Weighing in at 325 million users, Facebook is the world’s largest social online network. Unlike LinkedIn and Twitter, a lot of people treat Facebook as a place for their families and friends and not business contacts. But it’s now attracting a growing population of baby boomers and networkers. As a result, the rules of job searching on Facebook are much different than other networks. Here’s my advice on how to use the site to take your brand to the next level.

1. Complete your entire profile and put emphasis on the “Education and Work” section, where you can post your professional resume.

2. Review your Facebook contacts to see what audience you are currently attracting (friends, family, colleagues, etc.).
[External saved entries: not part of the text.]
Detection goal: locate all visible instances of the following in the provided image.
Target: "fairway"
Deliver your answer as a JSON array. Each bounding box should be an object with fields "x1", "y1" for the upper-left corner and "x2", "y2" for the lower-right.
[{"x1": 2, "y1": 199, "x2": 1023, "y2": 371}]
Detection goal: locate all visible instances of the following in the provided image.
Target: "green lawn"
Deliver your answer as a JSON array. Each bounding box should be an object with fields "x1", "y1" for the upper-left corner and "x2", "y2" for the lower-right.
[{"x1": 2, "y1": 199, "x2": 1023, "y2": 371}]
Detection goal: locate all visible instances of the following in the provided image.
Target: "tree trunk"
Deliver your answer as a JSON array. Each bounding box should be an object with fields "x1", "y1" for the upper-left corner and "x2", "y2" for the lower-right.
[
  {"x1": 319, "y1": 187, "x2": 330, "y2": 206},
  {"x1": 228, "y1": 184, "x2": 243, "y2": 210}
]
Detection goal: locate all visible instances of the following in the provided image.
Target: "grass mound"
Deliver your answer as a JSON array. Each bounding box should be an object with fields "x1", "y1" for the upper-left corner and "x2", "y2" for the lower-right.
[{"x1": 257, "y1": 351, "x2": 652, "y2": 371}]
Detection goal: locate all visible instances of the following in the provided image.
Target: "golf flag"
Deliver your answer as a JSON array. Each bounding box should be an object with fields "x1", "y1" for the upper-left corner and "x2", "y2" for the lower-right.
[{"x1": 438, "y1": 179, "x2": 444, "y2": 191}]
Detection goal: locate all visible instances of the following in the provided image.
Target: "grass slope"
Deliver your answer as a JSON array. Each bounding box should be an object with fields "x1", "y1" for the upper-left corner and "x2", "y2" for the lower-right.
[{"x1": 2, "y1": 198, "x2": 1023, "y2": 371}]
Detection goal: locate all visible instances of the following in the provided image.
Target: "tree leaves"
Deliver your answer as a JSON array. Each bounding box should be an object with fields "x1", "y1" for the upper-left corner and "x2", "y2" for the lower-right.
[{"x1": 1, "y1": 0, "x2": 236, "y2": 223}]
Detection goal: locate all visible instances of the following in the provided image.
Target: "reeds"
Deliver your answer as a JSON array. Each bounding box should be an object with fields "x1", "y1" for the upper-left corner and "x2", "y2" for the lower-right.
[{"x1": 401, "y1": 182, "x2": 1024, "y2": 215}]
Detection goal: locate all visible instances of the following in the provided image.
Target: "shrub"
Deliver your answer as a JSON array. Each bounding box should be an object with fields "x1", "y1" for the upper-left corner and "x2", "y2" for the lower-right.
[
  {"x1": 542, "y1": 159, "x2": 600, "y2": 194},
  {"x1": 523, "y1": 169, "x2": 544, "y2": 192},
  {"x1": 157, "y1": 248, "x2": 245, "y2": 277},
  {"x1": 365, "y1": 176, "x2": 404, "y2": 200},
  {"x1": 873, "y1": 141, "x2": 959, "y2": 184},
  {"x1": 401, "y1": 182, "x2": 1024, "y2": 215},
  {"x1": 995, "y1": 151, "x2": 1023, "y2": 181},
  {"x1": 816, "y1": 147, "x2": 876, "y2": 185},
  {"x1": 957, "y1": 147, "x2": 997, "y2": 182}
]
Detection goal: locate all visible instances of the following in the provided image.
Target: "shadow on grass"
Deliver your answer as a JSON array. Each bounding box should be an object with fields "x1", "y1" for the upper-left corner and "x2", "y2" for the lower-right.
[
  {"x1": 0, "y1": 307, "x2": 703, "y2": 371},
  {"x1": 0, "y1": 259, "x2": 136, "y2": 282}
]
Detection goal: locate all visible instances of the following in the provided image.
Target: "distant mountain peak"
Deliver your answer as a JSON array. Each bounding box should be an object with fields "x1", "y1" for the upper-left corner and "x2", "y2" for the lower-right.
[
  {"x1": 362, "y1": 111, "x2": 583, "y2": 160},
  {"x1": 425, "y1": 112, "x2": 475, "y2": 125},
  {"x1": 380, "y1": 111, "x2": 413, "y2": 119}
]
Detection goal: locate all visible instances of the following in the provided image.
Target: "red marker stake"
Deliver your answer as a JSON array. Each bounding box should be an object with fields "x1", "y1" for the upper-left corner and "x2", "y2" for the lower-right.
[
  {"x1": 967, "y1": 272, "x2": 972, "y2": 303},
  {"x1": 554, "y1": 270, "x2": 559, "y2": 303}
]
3. Divide your friends into groups in order to set up privacy settings, so some groups will have limited access to what they can see on your page.

4. Join Facebook fan pages and groups that reflect your career interests, and post on them at least once a week. Many employers have pages, such as Ernst & Young, Microsoft and Boston Scientific.

5. Use other social networks and blogs to connect with people who work at companies in which you’re interested, such as Twitter, LinkedIn and Ning.

6. Once you build a rapport with these contacts, add them as friends, with custom introductions referencing how you know them.

7. Pay attention to their updates, and then reach out to them with Facebook messages.

8. Research your friends’ networks to find people with whom you should connect, and ask for an introduction.

Remember — build a relationship. If you just add random people and then bombard them with messages, it’s an invasion of their privacy.